Şimdi yamacımda bin çeşit zorluk
Hemi acemilik hemi de torluk
Fırsatı kaybetme öğrenim varlık
Dertlere sen getir çözüm öğretmen
Geçen o zamanı döndürebilsem
Ya da bu acımı dindirebilsem
Neylesem kendimi kandırabilsem
Beni de okutsa gözüm öğretmen.
Ayak bağım cehaletin elinden
Anlamadım eğitmenin halinden
Konuşmak ne güzel kitap dilinden
Giderek azıyor sızım öğretmen.
Mektup yazdırmaya bilen sesledim
Kumaya karşı arzu besledim
Bilemedim dudağımı ısladım
Bir türlü tutmuyor yüzüm öğretmen.
Sus Sefil Selimi gerisi kalsın
Okumayan duysun az ibret alsın
Okumuş eliyle biçilmiş olsun
N’olur benim kefen bezim öğretmen.
Sefil Selimi’nin 1989 yılında yayımladığı eserinin adı, Kul Yanmasın’dı. Bu şiiri yazarken Hz. Ebubekir’in Allah’ım bedenimi öyle büyüt ki, Cehenneme benden başka insan sığmasın sözünden ilham alarak yazdığını söylerdi.

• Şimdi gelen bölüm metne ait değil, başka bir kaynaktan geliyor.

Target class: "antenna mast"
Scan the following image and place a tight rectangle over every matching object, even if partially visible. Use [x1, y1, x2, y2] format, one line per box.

Sonraki basımlarda değiştirilen şiirin ilk ve ikinci versiyonları şöyledir:
Dost zülfün boynumda urgan ederler
El vurur sinemi al kan ederler
Belki bir yoksula yorgan ederler
Çul yanmasın Sefil Selimî yansın
Veya;
Halıya kilime nakış vurulur
Dokuyanlar emek verir yorulur
Gün gelir ki yar altına serilir
Çul yanmasın Sefil Selimi yansın
(İrfan Okulu, s. 402-403)
Hayatını evinde çıkan bir yangında kaybeden şair, çul yanmasın, belki bir yoksula yorgan ederler veya çul yanmasın gün gelir ki, yar altına serilir dese de felek bildiğini yapmış ve aziz şair, evinde kazayla çıkan bir yangında hayatını kaybetmiştir.
Vefatının 17. Yılında Aşık Sefil Selimi’yi rahmet ve minnetle anıyoruz. Sözleri kulağımıza küpe olsun, yolumuzu aydınlatsın. Nur içinde uyusun.